His latest novel, Watching You, features the reappearance of Joe O’Loughlin, his clinical psychologist with family problems and Parkinson’s to contend with. Watching You is out tomorrow. Hardback. E-book. In the words of Maroon 5, it goes something like this:
Marnie Logan often feels like she’s being watched. Nothing she can quite put her finger on - a whisper of breath on the back of her neck, or a shadow in the corner of her eye - and now her life is frozen. Her husband Daniel has been missing for more than a year. Depressed and increasingly desperate, she seeks the help of clinical psychologist Joe O’Loughlin. Joe is concerned by Marnie’s reluctance to talk about the past, but then she discovers a book packed with pictures, interviews with friends, former teachers, old flames and workmates Daniel was preparing for her birthday. It was supposed to be a celebration of her life. But it’s not the story anyone was expecting…
Following on from the end of his tremendous Bryant And May series, Christopher Fowler unveils more London Gothic with his stand-alone thriller Plastic, which is available now in ebook and out tomorrow in paperback. Fowler has a rather terrific blog he updates every day and which you should check out - he discusses books, movies, his beloved London; all sorts, basically. The blurb for Plastic:
June Cryer is a shopaholic suburban housewife trapped in a lousy marriage. Discovering her husband’s infidelity with her flight attendant neighbour, she loses her her home, her husband and her credit rating, but she has been offered a solution: a friend needs someone reliable to act as caretaker in a spectacular London high-rise apartment. It’s just for the weekend, but there’s good money in it…

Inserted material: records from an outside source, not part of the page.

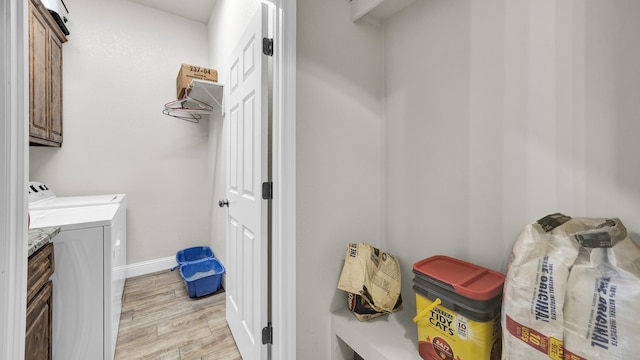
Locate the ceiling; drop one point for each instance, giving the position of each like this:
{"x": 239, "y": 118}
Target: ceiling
{"x": 198, "y": 10}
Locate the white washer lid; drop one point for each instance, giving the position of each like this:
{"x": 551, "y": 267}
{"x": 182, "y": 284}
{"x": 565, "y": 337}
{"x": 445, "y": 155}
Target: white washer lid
{"x": 75, "y": 217}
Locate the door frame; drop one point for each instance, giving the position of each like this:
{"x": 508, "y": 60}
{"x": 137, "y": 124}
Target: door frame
{"x": 14, "y": 97}
{"x": 283, "y": 298}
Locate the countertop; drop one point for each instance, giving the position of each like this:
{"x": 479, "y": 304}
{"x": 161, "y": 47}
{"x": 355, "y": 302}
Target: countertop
{"x": 41, "y": 237}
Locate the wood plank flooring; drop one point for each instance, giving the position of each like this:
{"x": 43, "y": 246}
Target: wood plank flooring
{"x": 159, "y": 321}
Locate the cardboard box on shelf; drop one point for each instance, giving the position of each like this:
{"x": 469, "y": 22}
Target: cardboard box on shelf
{"x": 189, "y": 72}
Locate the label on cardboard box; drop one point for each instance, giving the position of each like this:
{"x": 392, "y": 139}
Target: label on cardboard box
{"x": 189, "y": 72}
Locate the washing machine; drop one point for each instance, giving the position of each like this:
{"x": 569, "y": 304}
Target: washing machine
{"x": 90, "y": 271}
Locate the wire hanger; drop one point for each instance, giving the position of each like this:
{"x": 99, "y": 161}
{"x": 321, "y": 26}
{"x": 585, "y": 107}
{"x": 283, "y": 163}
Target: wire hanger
{"x": 188, "y": 116}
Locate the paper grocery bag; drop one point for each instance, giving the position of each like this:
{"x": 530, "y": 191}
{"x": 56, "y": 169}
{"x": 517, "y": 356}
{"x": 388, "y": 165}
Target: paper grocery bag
{"x": 374, "y": 276}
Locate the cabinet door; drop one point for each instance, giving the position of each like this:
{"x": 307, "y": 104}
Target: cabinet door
{"x": 39, "y": 325}
{"x": 55, "y": 110}
{"x": 38, "y": 70}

Seizing the opportunity to escape, June moves into the penthouse only to find that there s no electricity and no phone. She must flat-sit until the security system comes back on. When a terrified girl breaks into the flat and June makes the mistake of asking the neighbours for help, she finds herself embroiled in an escalating nightmare, trying to prove that a murderer exists. For the next 24 hours, she must survive on the streets without friends or money, solve an impossible crime, and fight off the urge to buy a new wardrobe.
Former ITN reporter Gerald Seymour travelled the world’s hotspots for many years and his journalistic instincts have stood him in good stead when it comes to nosing out a compelling narrative. His first novel Harry’s Game was an extraordinary success when it was published back in 1975, and he’s written 28 novels since.
Known for their meticulous research, his military thrillers have restlessly roamed the world’s flashpoints. His latest, The Corporal’s Wife, available on ebook and in hardback tomorrow, is set in the Middle East.
This is the moment that MI6 has been working for: an Iranian caught in a ‘honey trap’ and flown to a safe house for interrogation. He may only be a Corporal in the Revolutionary Guard, but as chauffeur to a top general, he knows the location of secret nuclear and military sites and often overhears unguarded conversations in the car. It’s a coup to put the Brits one up on the Americans and Israelis.
But the Corporal won’t talk unless they bring his wife out of Iran, too. So the SAS are asked to find the woman and smuggle her out of Tehran – but they turn it down as an impossible risk.
Which is how three former soldiers hired from a London agency and Zach Bennett, a university drop-out recruited for his Persian language skills, find themselves about to cross the world’s most dangerous frontier on a mission that will mean certain death if they are caught.
And the Corporal’s wife is not the kind of person they were expecting. In fact, the fiery, independent, beautiful Farideh is not like anyone Zach Bennett has ever met in his life.
Anyway, must dash. No wait—
I’m still thinking of Robotham ambling down that beach, going for a nice breakfast, and then cracking on. What about you, how do you settle into your writing regime of a morning? A cup of tea? The school run and a bath bun? Or do you fit your writing around other stuff? Let me know!